Hugh D. Young, Roger A. Freedman

Physics

14th edition Edition · 1596 pages

ISBN: 9780321973610

Chapter 4: Q20E (page 842)

You apply a potential difference of 4.50 Vbetween the ends of a wire that is 2.50 m in length and 0.654 mm in radius.
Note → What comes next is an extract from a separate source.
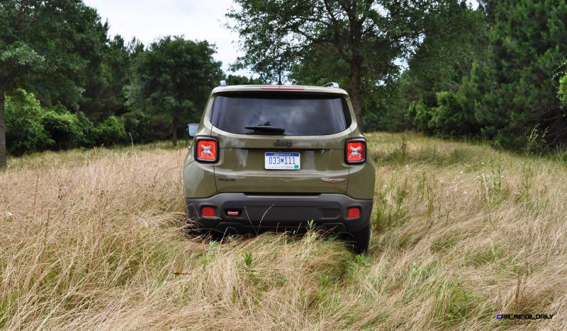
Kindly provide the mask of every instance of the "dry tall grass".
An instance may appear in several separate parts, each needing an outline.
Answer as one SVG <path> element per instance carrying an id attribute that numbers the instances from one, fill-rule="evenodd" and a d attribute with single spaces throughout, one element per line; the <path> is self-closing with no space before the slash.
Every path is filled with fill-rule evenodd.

The resulting current through the wire is 17.6 A. What is the resistivity of the wire?

Short Answer

Expert verified

The resistivity of the wire is $13.8 \times 10^{- 8} Ω m$ .

Step by step solution

01

Determine the area of the wire

The given data is:

$V = 4.50 V, L = 2.50, m = 0.654 m m, a n d l = 17.6 A$

Now, the area of the wire can be calculated as:

$A = {πr}^{2} A = π \times {(0.654 \times 10^{- 3})}^{2} A = 1.344 \times 10^{- 6} m^{2}$

02

Determine the resistance of the wire

Now,

$R = \frac{V}{I} R = \frac{4.50}{17.6} R = 0.256 Ω$

Thus, the resistance of the wire is $0.256 Ω$

03

Determine the resistivity of the wire

The formula to find resistivity is:

$ρ = \frac{R A}{L}$

Substitute the given values

$ρ = \frac{(0.256 Ω) (1.344 \times 10^{- 6} m^{2})}{2.50 m} ρ = 13.8 \times 10^{- 8} Ω m$

Therefore, the resistivity of the wire is $13.8 \times 10^{- 8} Ω m$ .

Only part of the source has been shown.